Yes.. I had to order mine by mail. 3 in a package.. I think they were from a smaller weber .. like $10 with the screws etc. I used a visa gift card.. lol


----------



## Rings Я Us (Jul 27, 2017)

If you put them under you base, You will not be able to get to them easy.. unless you keep it in those bricks..


----------



## lvjayhawk15 (Jul 27, 2017)

Rings R Us said:


> If you put them under you base, You will not be able to get to them easy.. unless you keep it in those bricks..


I was gonna keep the bricks...might as well, lol.

The bottom is the best choice then?


----------



## Rings Я Us (Jul 27, 2017)

Not sure how many inches your base sides are. These are 3.5 inch and need at least that much room to install on a flat surface. If the are on a tapered angle they won't seal good


----------



## Rings Я Us (Jul 27, 2017)

I used a step drill bit to make the holes. 

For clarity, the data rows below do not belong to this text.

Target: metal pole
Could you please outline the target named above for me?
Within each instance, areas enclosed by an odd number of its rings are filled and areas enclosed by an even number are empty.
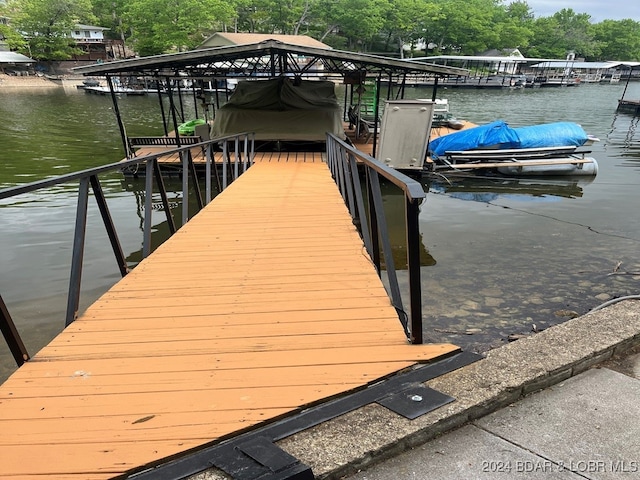
[[[206,204],[208,205],[211,202],[211,162],[214,161],[213,155],[213,146],[211,143],[207,144],[205,147],[205,177],[204,177],[204,199]]]
[[[375,115],[373,118],[373,153],[372,157],[375,158],[378,150],[378,132],[380,129],[378,128],[378,117],[380,116],[380,87],[382,86],[382,73],[378,75],[376,80],[376,105],[373,110],[373,114]],[[389,79],[389,88],[391,88],[391,79]]]
[[[239,169],[240,158],[238,156],[239,155],[238,149],[240,148],[240,143],[239,143],[238,140],[239,140],[238,137],[236,137],[235,142],[233,144],[233,149],[234,149],[234,152],[233,152],[234,153],[234,156],[233,156],[233,158],[234,158],[234,160],[233,160],[233,179],[234,180],[237,180],[238,176],[240,175],[240,169]]]
[[[624,84],[624,90],[622,91],[622,98],[620,98],[620,100],[624,100],[624,96],[627,94],[627,87],[629,86],[629,80],[631,80],[632,73],[633,73],[633,67],[629,68],[629,74],[627,75],[627,83]]]
[[[69,279],[69,295],[67,297],[67,316],[65,326],[69,326],[78,316],[80,304],[80,283],[82,280],[82,261],[84,257],[84,241],[87,231],[87,206],[89,201],[89,179],[80,179],[78,189],[78,208],[76,210],[76,228],[73,238],[73,255],[71,257],[71,276]]]
[[[142,235],[142,258],[151,253],[151,212],[153,210],[153,162],[147,161],[144,178],[144,229]]]
[[[422,289],[420,282],[420,208],[416,201],[405,197],[407,214],[407,268],[409,273],[409,302],[411,308],[411,343],[420,344],[422,338]]]
[[[178,133],[178,119],[176,118],[176,105],[173,102],[173,91],[171,90],[171,81],[169,79],[167,79],[167,93],[169,94],[169,109],[171,110],[171,120],[173,121],[173,133],[176,136],[177,145],[180,146],[180,134]]]
[[[100,181],[98,180],[98,177],[96,175],[91,175],[89,177],[89,181],[91,182],[91,189],[93,190],[93,196],[95,197],[98,204],[100,215],[102,215],[104,228],[107,229],[107,236],[109,237],[109,241],[111,242],[111,248],[113,249],[113,253],[116,256],[116,262],[118,262],[120,274],[124,277],[127,273],[129,273],[129,267],[127,266],[127,260],[122,251],[120,240],[118,240],[118,233],[116,232],[116,227],[114,226],[113,219],[111,218],[111,214],[109,213],[109,207],[107,206],[107,200],[104,197],[102,186],[100,185]]]
[[[22,366],[24,362],[29,360],[29,353],[24,343],[22,343],[18,329],[13,323],[11,315],[9,315],[9,309],[7,309],[2,295],[0,295],[0,330],[2,330],[2,335],[7,341],[7,345],[9,346],[9,350],[11,350],[16,364],[19,367]]]
[[[227,188],[227,160],[229,155],[229,141],[223,140],[222,144],[222,190]]]
[[[167,85],[167,94],[171,95],[171,89],[169,88],[169,80],[165,78]],[[162,102],[162,89],[160,88],[160,77],[156,77],[156,86],[158,88],[158,102],[160,103],[160,114],[162,115],[162,128],[164,128],[164,136],[169,135],[169,129],[167,128],[167,116],[164,113],[164,103]]]
[[[120,130],[120,138],[122,139],[122,146],[124,147],[124,156],[130,158],[132,155],[131,148],[127,142],[127,132],[122,123],[122,117],[120,116],[120,108],[118,108],[118,96],[113,90],[113,80],[111,75],[107,75],[107,85],[109,85],[109,92],[111,93],[111,102],[113,103],[113,112],[116,114],[116,121],[118,122],[118,129]]]
[[[164,180],[162,178],[162,172],[160,171],[157,158],[153,159],[153,172],[156,177],[156,184],[158,185],[158,190],[160,191],[160,198],[162,198],[162,206],[164,208],[164,212],[167,217],[167,225],[169,226],[169,233],[173,235],[174,233],[176,233],[176,224],[173,221],[173,214],[171,213],[169,198],[167,197],[167,189],[164,186]]]
[[[189,152],[180,152],[182,160],[182,223],[184,226],[189,221]]]
[[[193,191],[196,196],[196,202],[198,203],[198,211],[202,210],[204,204],[202,202],[202,192],[200,191],[200,183],[198,182],[198,172],[196,172],[196,166],[193,163],[193,156],[191,155],[191,149],[187,150],[187,157],[189,159],[189,173],[193,179]]]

15012022402662060309992.jpg



__ Rings Я Us
__ Jul 27, 2017


----------



## lvjayhawk15 (Jul 27, 2017)

I was gonna ask if I should use a step or a hole saw... and I think I could get away with 3" for sure...3.5 might not lay flat (on the sides, the bottom wouldn't be an issue)
Gonna go to Home Depot tomorrow to see what I can make shift...

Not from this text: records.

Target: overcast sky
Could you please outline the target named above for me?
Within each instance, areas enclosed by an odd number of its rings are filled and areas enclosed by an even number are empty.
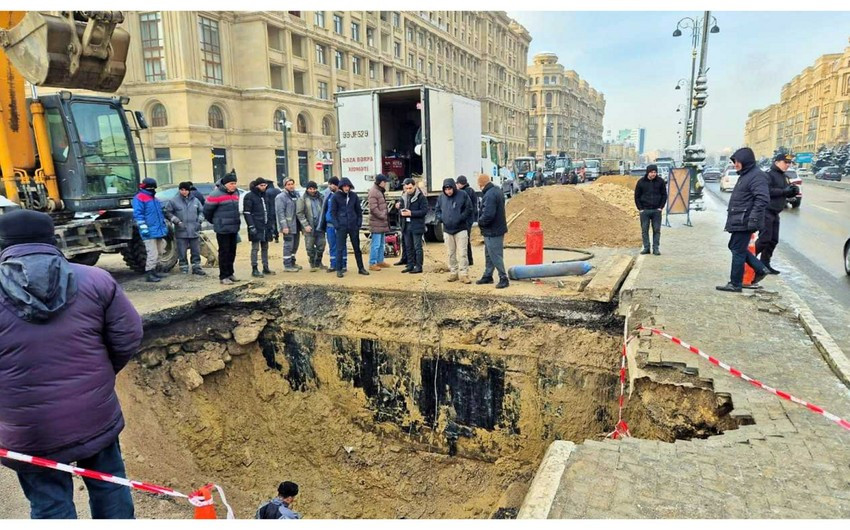
[[[674,90],[690,76],[690,30],[676,23],[702,12],[509,12],[531,33],[529,62],[552,51],[567,69],[605,94],[605,130],[646,128],[646,149],[674,148]],[[779,101],[782,85],[825,53],[843,51],[850,12],[712,12],[720,33],[710,34],[708,105],[703,139],[709,151],[743,142],[747,114]]]

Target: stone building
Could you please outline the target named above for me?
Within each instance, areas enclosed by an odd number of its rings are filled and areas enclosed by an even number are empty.
[[[574,158],[602,155],[605,96],[544,52],[528,66],[528,153],[566,152]]]
[[[164,180],[186,167],[199,182],[230,168],[240,180],[326,180],[340,167],[333,94],[418,83],[481,101],[484,134],[511,157],[526,152],[531,37],[503,12],[126,15],[133,39],[119,94],[145,112],[145,153],[165,161],[153,164]]]
[[[850,141],[850,46],[819,57],[782,87],[779,103],[750,112],[744,143],[757,156]]]

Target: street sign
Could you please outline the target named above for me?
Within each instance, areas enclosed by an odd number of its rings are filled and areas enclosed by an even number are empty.
[[[325,167],[325,165],[322,164],[321,162],[316,162],[316,171],[322,171],[324,169],[324,167]]]
[[[794,161],[798,164],[811,164],[813,156],[814,153],[797,153],[797,155],[794,156]]]

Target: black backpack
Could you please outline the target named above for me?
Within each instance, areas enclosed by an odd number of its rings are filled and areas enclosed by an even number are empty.
[[[255,519],[280,519],[280,510],[276,504],[268,501],[257,510]]]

Do you think the bottom would be the best or the sides?


----------



## Rings Я Us (Jul 27, 2017)

Well.. bottom is not gonna be obstructed by ash? Do bottom.. 2 vents or 3.. People that do side vents make hand made slots that a sliding damper cover can slide open and closed.. that's a bunch of work


----------



## lvjayhawk15 (Jul 27, 2017)

Not the way mine is set up, that silver tray will catch any ash before getting to the actual base. I'll probably put 3 on the bottom then, thanks again!!!


----------



## Rings Я Us (Jul 27, 2017)

Yes.. like a Weber smokey mountain.


----------



## lvjayhawk15 (Jul 27, 2017)

Thank you mucho


----------



## Rings Я Us (Jul 27, 2017)

I need another damper in my base.. I have to crack the door sometimes to get more air and raise temps if it's windy. [emoji]128077[/emoji] later [emoji]127866[/emoji]


----------



## thinblueduke (Jul 28, 2017)

Looks good... nice color inside and out!

Is that a tenderloin there? If so, good job on maintaining the juiciness.

I drilled a dozen or so holes in the top of my ECB, and never saw a need to cover them during the cooking process. Whether you do the rope mod is up to you, but the more smoke you can draw across the top of the meat, the better.

Congrats on a fine first smoke!


----------



## Rings Я Us (Jul 28, 2017)

I put dampers on mine because I can get the coals to smother out faster if I want to save them.. and if it rains  I don't get water pouring inside the ECB.


----------



## lvjayhawk15 (Jul 29, 2017)

thinblueduke said:


> Looks good... nice color inside and out!
> 
> Is that a tenderloin there? If so, good job on maintaining the juiciness.
> 
> ...



It is a tenderloin, thank you!
Adding bottom dampers tonight, brisket going on at 6am tomorrow since I have no idea how long it'll take, lol

Wish me luck!


----------



## Rings Я Us (Jul 29, 2017)

Good luck! [emoji]127808[/emoji]


----------



## Rings Я Us (Jul 29, 2017)

Am doing Chuck roasts now.. lol 













IMG_20170729_160545.jpg



__ Rings Я Us
__ Jul 29, 2017


----------